#ubuntu-lb 2010-12-01
<compengi> i'm thinking in removing ubuntu and try something else
<compengi> :/
<youssefchaker> compengi: why is that?
<compengi> youssefchaker, bored
<youssefchaker> interesting reason :P
<compengi> it is :P
<youssefchaker> and what is that something else?
<compengi> no idea
<compengi> but i have lust to install gentoo again
<youssefchaker> well then go for it :)
<youssefchaker> and then you'll get bored of that
<youssefchaker> and come back
<youssefchaker> ;)
<compengi> lol
<compengi> do you get sometimes on startup a messy widgets on the top bar?

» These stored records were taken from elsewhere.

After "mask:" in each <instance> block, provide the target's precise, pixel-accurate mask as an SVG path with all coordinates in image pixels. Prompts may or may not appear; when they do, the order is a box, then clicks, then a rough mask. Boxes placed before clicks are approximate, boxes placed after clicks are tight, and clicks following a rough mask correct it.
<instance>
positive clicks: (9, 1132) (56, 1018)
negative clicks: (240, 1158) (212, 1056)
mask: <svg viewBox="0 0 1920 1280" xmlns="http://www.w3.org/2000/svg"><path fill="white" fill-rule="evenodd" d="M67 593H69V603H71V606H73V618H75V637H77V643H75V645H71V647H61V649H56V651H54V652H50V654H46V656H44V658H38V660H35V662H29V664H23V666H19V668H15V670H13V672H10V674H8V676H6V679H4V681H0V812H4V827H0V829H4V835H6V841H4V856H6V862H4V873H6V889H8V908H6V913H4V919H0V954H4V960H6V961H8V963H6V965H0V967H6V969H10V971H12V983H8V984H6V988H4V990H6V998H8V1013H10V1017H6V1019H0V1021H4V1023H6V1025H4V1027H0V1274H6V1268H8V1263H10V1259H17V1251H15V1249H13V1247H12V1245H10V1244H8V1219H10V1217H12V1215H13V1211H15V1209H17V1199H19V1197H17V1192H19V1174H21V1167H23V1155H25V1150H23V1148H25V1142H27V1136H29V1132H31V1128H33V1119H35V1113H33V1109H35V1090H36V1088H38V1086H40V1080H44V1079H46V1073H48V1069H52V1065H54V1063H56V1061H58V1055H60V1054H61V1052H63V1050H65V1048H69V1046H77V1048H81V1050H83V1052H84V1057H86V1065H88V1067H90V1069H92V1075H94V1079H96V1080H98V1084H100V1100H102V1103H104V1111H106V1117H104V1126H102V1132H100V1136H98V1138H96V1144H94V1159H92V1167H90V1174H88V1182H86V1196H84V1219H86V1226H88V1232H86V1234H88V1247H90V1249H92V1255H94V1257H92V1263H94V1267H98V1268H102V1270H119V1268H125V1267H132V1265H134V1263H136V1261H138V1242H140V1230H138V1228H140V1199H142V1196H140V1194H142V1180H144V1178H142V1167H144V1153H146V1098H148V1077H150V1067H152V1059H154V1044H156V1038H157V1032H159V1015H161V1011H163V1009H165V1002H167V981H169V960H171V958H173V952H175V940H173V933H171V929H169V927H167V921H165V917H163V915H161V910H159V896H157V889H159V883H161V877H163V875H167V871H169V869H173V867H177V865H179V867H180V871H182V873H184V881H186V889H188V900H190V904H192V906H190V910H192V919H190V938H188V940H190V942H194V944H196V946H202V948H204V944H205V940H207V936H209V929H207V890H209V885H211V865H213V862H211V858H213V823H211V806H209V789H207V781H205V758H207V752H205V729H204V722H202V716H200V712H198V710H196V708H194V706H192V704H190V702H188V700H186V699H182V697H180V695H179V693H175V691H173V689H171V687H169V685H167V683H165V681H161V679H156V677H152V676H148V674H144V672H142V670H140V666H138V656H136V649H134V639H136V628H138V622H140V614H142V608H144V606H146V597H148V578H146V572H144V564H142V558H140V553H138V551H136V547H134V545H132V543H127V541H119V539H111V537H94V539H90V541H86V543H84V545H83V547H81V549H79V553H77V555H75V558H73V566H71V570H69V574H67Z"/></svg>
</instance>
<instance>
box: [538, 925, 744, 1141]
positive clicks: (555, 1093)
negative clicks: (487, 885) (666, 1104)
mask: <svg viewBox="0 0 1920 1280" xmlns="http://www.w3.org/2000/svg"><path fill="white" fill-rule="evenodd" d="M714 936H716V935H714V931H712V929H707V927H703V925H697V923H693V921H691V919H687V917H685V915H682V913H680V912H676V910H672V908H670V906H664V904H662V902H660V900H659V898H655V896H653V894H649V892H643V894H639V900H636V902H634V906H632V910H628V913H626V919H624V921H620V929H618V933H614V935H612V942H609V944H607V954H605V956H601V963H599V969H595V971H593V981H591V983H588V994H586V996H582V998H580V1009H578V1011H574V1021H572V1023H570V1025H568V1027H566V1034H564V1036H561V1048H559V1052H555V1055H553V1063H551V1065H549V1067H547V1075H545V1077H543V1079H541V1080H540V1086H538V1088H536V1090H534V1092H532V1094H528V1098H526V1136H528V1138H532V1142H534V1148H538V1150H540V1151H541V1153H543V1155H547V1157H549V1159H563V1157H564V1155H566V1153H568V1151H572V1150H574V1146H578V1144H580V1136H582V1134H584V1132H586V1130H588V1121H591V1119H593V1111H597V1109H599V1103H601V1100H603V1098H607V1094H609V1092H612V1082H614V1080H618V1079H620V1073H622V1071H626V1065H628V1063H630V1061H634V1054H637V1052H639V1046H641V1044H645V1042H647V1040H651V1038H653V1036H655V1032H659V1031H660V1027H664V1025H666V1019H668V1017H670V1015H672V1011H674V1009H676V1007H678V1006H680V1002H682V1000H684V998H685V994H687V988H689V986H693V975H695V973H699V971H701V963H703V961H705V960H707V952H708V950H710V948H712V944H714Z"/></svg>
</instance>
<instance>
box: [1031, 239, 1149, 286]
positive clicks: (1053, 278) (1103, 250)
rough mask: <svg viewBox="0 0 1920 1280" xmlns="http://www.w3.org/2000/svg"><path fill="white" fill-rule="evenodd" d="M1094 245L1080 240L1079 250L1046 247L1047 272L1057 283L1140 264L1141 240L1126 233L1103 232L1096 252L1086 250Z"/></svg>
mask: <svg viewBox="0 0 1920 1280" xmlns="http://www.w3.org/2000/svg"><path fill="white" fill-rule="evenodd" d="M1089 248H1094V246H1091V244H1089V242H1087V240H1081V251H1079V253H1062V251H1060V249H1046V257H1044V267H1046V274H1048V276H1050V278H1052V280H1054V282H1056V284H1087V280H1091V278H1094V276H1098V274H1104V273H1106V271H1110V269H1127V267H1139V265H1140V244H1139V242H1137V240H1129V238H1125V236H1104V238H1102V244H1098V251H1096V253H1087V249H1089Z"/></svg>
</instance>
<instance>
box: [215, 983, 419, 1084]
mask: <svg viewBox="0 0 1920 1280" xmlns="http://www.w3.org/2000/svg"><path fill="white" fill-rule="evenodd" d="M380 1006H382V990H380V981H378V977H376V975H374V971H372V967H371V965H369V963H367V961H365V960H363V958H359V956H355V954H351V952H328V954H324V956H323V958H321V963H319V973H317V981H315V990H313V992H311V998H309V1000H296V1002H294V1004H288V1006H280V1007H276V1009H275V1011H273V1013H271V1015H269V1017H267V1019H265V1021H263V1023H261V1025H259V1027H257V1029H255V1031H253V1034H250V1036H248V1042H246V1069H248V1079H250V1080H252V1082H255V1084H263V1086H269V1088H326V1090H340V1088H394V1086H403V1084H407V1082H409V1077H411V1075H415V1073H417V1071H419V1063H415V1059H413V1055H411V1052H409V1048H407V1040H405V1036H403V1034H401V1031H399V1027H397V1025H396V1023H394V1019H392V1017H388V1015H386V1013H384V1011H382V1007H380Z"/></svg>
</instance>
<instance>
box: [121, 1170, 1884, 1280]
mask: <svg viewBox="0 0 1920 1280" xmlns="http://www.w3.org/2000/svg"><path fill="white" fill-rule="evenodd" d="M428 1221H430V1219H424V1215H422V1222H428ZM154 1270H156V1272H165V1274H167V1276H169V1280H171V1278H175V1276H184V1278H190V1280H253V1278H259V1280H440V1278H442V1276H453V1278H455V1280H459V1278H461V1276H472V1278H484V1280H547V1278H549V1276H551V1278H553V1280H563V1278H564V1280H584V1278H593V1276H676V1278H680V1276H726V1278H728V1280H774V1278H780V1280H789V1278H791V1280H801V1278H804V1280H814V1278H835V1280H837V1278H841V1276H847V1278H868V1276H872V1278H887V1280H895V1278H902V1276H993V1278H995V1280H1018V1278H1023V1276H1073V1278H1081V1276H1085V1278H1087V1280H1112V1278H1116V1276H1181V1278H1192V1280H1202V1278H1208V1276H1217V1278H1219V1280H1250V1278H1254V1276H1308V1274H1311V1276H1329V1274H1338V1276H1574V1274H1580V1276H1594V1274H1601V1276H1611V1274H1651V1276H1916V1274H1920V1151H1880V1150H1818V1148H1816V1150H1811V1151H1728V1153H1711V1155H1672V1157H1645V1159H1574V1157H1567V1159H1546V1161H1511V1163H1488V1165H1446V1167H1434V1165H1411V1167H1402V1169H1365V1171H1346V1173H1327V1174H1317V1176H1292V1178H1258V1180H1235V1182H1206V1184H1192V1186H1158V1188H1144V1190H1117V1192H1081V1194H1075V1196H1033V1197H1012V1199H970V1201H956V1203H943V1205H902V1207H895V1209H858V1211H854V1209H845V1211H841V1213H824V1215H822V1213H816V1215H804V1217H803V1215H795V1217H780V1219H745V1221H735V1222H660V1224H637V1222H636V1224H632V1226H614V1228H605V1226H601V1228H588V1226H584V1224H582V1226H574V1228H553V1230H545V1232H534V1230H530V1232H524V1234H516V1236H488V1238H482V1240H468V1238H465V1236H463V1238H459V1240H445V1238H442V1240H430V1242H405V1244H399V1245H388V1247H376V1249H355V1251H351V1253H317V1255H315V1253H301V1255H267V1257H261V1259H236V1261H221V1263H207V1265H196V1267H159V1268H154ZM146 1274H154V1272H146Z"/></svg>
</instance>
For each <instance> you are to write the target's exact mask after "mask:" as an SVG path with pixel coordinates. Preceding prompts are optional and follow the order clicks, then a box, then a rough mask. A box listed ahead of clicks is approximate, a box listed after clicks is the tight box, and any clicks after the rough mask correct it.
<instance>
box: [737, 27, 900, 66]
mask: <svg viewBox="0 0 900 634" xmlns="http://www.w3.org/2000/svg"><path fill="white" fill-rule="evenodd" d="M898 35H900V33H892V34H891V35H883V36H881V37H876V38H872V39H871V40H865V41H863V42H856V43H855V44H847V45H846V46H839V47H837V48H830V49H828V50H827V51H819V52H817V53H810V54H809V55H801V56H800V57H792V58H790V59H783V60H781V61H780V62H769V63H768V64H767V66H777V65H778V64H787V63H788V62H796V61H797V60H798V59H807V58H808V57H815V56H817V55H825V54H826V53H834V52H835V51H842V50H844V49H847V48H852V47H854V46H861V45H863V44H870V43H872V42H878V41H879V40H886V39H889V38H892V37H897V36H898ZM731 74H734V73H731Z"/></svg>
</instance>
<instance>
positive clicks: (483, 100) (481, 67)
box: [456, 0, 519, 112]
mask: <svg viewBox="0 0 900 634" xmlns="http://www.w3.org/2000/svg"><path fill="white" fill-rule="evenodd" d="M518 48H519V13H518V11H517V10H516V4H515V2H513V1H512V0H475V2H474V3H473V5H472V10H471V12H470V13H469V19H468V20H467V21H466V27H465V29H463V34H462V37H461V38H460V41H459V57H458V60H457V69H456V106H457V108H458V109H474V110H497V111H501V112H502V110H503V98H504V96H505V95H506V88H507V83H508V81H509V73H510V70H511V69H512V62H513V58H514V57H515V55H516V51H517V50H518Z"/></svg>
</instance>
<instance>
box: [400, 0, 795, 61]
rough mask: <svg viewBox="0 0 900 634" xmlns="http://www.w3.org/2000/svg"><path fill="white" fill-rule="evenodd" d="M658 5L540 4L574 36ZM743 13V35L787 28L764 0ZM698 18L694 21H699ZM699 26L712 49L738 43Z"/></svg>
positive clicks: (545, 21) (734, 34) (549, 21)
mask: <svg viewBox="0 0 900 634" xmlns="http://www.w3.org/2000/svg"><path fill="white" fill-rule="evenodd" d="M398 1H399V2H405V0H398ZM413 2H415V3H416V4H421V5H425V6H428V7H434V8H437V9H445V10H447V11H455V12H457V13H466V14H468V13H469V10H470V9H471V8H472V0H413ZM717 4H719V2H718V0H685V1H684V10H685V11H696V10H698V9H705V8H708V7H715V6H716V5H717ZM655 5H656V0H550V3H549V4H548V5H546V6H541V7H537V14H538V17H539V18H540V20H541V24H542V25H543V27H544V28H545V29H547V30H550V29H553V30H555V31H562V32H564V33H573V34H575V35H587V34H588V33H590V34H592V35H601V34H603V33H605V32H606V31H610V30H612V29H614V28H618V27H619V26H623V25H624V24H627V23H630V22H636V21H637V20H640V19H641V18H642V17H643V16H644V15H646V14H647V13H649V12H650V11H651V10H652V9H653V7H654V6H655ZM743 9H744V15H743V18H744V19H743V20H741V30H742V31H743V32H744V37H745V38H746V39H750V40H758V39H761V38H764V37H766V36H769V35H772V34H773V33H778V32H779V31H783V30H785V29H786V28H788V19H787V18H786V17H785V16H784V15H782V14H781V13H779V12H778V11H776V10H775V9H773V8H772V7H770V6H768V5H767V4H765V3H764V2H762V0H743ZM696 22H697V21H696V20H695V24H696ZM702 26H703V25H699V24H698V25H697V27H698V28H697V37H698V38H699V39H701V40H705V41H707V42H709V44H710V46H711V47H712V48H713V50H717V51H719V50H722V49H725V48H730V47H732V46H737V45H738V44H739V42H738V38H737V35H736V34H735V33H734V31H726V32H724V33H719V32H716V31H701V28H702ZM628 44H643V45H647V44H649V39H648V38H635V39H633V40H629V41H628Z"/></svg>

<youssefchaker> mmm… not that i know of
<compengi> i do
#ubuntu-lb 2010-12-03
<Jad-J> hello
<Jad-J> :P
#ubuntu-lb 2010-12-05
<compengi> hi ghantoos_
#ubuntu-lb 2011-11-30
<orauyz> hi
<Armageddon> hello
<orauyz> Where you from ?
<Armageddon> does it matter ?
<orauyz> do you speak arabic?
<Armageddon> use latin characters though
 * Armageddon pokes orauyz 
<Armageddon> still here !
<orauyz> hi
<orauyz> yes
<Armageddon> hello
<Armageddon> you need help ?
<youssefchaker> Armageddon: leh hal2ad jofis inta?
<youssefchaker> kil ma yije 7adan jdid bit ka7sho!
<youssefchaker> this channel should have an Armageddon warning for anyone that enters
<orauyz> I need help translating some things
<orauyz> someone that reads arabic
<youssefchaker> translate.google.com
<orauyz> i cant
<orauyz> its an actual text written on an item, its not like i can copy paste it onto google translate
<youssefchaker> use yamli.com and rewrite it yourself
<youssefchaker> and then translate it
<youssefchaker> using yamli of course
<orauyz> would really be easier if someone could have a look
<youssefchaker> it's 5am in lebanon
<youssefchaker> 1230 in santiago chile where i am
<youssefchaker> they're sleeping
<youssefchaker> im headed to bed in a moment
<orauyz> alright
<orauyz> well thanks anyway, Ill try later.
<youssefchaker> give a man a fish, you feed him for a day. teach a man how to fish you feed him for life
<youssefchaker> look what you've done, you've made me quote the bible over here!!!
<youssefchaker> bad bad bad
<orauyz> i cant learn arabic today :D
<Armageddon> :/
<Armageddon> youssefchaker, I missed the topic were it is says free translators, please join and translate !
<youssefchaker> there's a victoria's secret fashion show going on
<youssefchaker> good luck getting any attention from anyone
<youssefchaker> Armageddon: don't be an ass
<Armageddon> youssefchaker, do you know proper arabic ? :p
<Armageddon> I never bothered learning it
<Armageddon> and that goes for 100% of the people in here :)
<youssefchaker> Armageddon: yes, here's a few words for you: za7it
<Armageddon> lol
<Armageddon> that's lebanese
<youssefchaker> ana 2yim foot ikdosh el farshe
<youssefchaker> baddak shi?
<Armageddon> shou ma 2ilak 3aze ya sabe
<Armageddon> :p
<Armageddon> youssefchaker, good night and sweet dreams
<youssefchaker> 7abishe
<Armageddon> bi chile ?
<youssefchaker> yes
<youssefchaker> a discussion for another time
<Armageddon> laterz
<youssefchaker> buenos noche
<Armageddon> taybin hol
<Armageddon> ma3 salsa
<orauyz> so you cant read arabic Armageddon ?
<Armageddon> sure I can
<Armageddon> constructing a full meaningful sentence is another story
<orauyz> lol
<orauyz> ok
<Olauz> hello
<Armageddon> hello
#ubuntu-lb 2012-12-01
<Armageddon> Yoo
<Armageddon> Yoo`